Suelo ir al cementerio. No todas las semanas, ni todos los meses; pero voy. La primera vez que entré siendo consciente de lo que me encontraría era un 1 de noviembre y tendría unos 13 años. Desde entonces he seguido acompañando a mi abuela año tras año a tirar flores secas, limpiar lápidas, coger un bote, echarle agua y poner dentro de él flores frescas que se marchitarán dentro de una semana. Cada año es lo mismo, pero cada vez son más losas que limpiar. Es un proceso casi mecánico, pero me reconforta. No creo en Dios y tampoco en la vida eterna, pero sí creo en el recuerdo y la memoria de los vivos.
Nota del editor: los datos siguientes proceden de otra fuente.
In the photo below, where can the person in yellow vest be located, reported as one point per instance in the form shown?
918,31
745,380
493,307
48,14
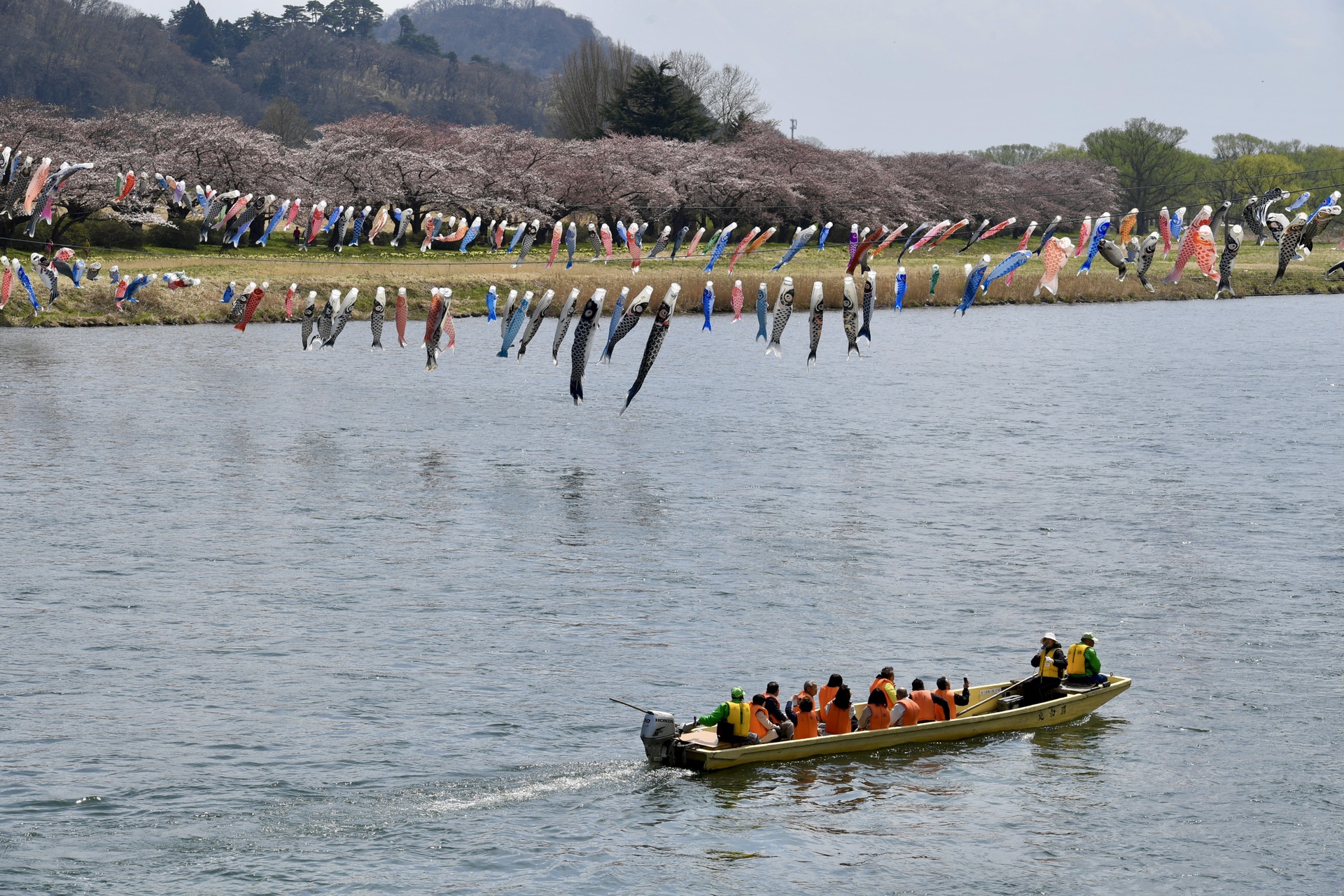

Para mi visitar el cementerio de mi pueblo, nadar entre nichos apilados entre sí y encontrar un mármol en la pared donde testifica la existencia de mis antepasados es mantenerlos con vida.
A veces pienso que querer que tus muertos tengan una esquela con sus nombres es un acto narcisista. Es querer que estén en tu vida cuando ya no la tienen. Es tener un sitio donde visitarlos cuando ya no te puedes sentar junto a ellos alrededor de una mesa de camilla. Pero yo creo en ese narcisismo necesario para sanar el presente y tratar de palpar el futuro. Porque en ese agujero no está esa persona. Esa persona pasa a convertirse en un recuerdo idealizado, porque nadie habla mal de sus muertos. Es un recuerdo que queremos darle tanta vida que hasta llegamos a imaginar escenarios posibles. En muchas ocasiones he pensado “qué pensaría de esto, estaría orgulloso de aquello”. Es egoísta y tranquilizador. Tratamos de jugar a ser Dios y resucitamos a las personas para sentirnos mejor con nosotros mismos.
Algo así ocurre con el pasado. A menudo tratamos de traer al presente ese pasado desde una perspectiva nostálgica que hace que pensemos que todo tiempo pasado fue mejor. Y no, no voy a realizar un alegato en contra de la nostalgia porque tengo 22 años y mi vida entera está atravesada por ella. Continuamente trato de darle vida al pasado. Compro en tiendas vintage, veo cine quinqui de los ochenta, me se de memoria toda la discografía de Triana, sueño con parecerme a Rocío Jurado y ahora mis amigas hacen fotografías con las cámaras analógicas.
Pero, al igual que hacemos con los muertos, solo recordamos las cosas buenas del pasado y nos aferramos a él porque en un mundo en donde nos han negado la posibilidad de pensar el futuro, paradójicamente lo muerto es lo más vivo que existe. Mark Fisher, hablaba de que nos han convencido de que no hay alternativa; que nada cambiará. En esa negación del porvenir es donde surgen los fantasmas. El pasado pasa a ser el futuro más estable cuando la lógica capitalista nos ha secuestrado la capacidad de imaginar horizontes y nos ha raptado la esperanza.
La nostalgia no debe ser una herramienta para querer volver a la España de los 80, sino para recoger todos esos deseos, esos futuros perdidos que se quedaron por el camino y hacer algo con ellos. Porque nuestra nostalgia, por mucho que desde diferentes espacios quieran decir lo contrario, no es de la vida de nuestros padres, sino de sus futuros. Es por esto por lo que no tiene ningún sentido que nos empeñemos a acercarnos a nuestro pasado tratando de apestar a coñac y a puros; pues no queremos recuperar sus vidas, sino los futuros que el capitalismo nos ha negado.
Suelo ir al cementerio y suelo recordar a mis muertos. Suelo traerlos al presente para que, desde mi versión alterada de ellos, me reafirmen. Tengo la nostalgia de quien echa de menos las certezas que nos da el pasado; pero hay que enterrar a los muertos y avanzar. Y para avanzar hay que ser consciente de que el pasado siempre muere. Se puede limpiar su tumba y llevarle flores, pero hay que superar la ausencia para poder vivir no desde la melancolía y el trauma, sino desde la esperanza y el recuerdo de quienes soñaron con una vida mejor. Se trata de reparar nuestro futuro, teniendo presente nuestro pasado, pero sabiendo que descansa en paz.